- Born: Peter Barrie Cheeseman 27 January 1932 Cowplain, Hampshire, England, UK
- Died: 27 April 2010 (aged 78) Stoke-on-Trent, England, UK
- Education: University of Sheffield
- Occupation: Theatre director
- Known for: Pioneering theatre in the round

= Peter Cheeseman =

British theatre director (1932–2010)

Peter Barrie Cheeseman, CBE (27 January 1932, Cowplain, Hampshire - 27 April 2010,
Stoke-on-Trent) was a British theatre director who is credited with having pioneered "theatre in the round".

==Early life==
His father's work as a Naval Communications Officer took him and his young family to many locations around England, and Peter was educated at ten schools (of which the last was Quarry Bank High School in Liverpool) before attending Sheffield University (1952) where he graduated in 1955 with a degree in English, Latin and Modern History.

Cheesman started his theatre work while he was in the RAF, and did some directing at university (including an "ambitious" production of King Lear).

==Career==
After involvement with the left-wing Unity Theatre in Liverpool and work at Derby Playhouse Cheeseman joined Stephen Joseph's peripatetic Studio Theatre (in the round) which was then based in Scarborough. In 1962, Joseph and Cheeseman gained the use of a former cinema in Hartshill, Stoke-on-Trent, and converted it into the Victoria Theatre, a square playing space where the audience viewed the performance from all four sides.

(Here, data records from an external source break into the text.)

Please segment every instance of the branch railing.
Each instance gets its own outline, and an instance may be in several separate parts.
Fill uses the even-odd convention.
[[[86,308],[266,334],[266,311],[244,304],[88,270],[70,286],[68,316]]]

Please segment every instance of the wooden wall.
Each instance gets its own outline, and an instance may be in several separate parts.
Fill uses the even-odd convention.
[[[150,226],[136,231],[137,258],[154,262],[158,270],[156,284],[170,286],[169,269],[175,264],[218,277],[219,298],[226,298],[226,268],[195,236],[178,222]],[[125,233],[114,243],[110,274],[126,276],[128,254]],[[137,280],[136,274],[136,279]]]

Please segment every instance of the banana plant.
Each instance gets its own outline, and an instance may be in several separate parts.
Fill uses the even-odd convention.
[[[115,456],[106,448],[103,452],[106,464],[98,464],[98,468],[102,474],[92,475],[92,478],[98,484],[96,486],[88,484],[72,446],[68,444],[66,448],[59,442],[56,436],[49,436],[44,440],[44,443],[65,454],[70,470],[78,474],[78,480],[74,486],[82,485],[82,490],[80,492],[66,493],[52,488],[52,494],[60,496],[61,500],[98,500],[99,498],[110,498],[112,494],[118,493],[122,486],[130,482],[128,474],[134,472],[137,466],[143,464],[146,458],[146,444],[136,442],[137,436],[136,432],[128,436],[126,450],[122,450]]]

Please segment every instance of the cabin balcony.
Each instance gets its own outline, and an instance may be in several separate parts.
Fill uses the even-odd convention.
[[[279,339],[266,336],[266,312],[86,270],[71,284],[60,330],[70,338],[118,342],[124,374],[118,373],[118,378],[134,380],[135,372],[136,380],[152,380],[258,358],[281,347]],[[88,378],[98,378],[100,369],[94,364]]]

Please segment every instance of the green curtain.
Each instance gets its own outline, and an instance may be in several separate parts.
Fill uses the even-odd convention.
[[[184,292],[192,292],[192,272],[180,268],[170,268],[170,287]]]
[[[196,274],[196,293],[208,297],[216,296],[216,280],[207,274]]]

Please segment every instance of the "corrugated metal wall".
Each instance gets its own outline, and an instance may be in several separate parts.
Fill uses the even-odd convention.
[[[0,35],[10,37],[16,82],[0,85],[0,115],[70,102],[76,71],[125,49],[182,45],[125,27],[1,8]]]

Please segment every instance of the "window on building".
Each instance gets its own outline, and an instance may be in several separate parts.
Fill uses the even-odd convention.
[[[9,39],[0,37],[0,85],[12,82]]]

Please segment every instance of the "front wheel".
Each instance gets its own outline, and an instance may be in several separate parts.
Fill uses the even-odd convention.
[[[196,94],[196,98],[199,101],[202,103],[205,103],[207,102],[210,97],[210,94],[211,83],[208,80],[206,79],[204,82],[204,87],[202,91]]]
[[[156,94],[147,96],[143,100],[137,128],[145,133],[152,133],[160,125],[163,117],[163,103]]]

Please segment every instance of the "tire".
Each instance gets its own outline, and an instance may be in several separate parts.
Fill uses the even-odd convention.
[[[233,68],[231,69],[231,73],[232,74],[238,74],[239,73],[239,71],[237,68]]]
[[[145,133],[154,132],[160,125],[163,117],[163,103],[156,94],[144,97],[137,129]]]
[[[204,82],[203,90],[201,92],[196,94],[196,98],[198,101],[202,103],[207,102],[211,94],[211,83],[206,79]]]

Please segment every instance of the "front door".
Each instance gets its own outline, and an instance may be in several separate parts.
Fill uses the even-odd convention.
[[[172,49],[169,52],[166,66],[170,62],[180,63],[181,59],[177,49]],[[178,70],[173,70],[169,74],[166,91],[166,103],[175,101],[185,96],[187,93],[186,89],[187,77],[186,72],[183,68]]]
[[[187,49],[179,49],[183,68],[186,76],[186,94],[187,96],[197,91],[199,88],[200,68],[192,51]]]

Cheeseman became the sole artistic director for the following 36 years. In that time he produced new plays from such writers as Peter Terson and Alan Ayckbourn, using young acting talent such as Ben Kingsley. He was responsible for over 140 productions, old and new. A speciality was plays with a local resonance, such as The Knotty, about the North Staffordshire Railway, and The Fight for Shelton Bar, about the closure of a local steelworks.

Cheeseman masterminded the move in 1986 to a new purpose-built building, specifically designed for theatre in the round, the New Vic Theatre in nearby Newcastle-under-Lyme. He finally retired in 1998, and in that year was appointed a CBE. In retirement he remained active, spending eight years as Chair of the National Council for Drama Training. In 2009 he was recipient of the Young Vic Award for a lifetime's encouragement and inspiration to a younger generation of theatre artists.

Mike Leigh, who was involved with the Victoria Theatre in the 1960s, said"Working with Peter was a special and creative time. Great friendships were made. There was something special about what Peter made people do and made people be. The kind of spirit in which we worked, to be political and truthful, was down to Peter. He is a genius, a vagabond, a facilitator. What he has achieved is colossal and he is regarded with great respect and love."

==Death and legacy==
Peter Cheeseman died on 27 April 2010 of inanition and vascular dementia, after a long battle with Parkinson's disease.

Staffordshire University inaugurated the annual Peter Cheeseman Lectures. His work is now regarded as a suitable topic for academic study.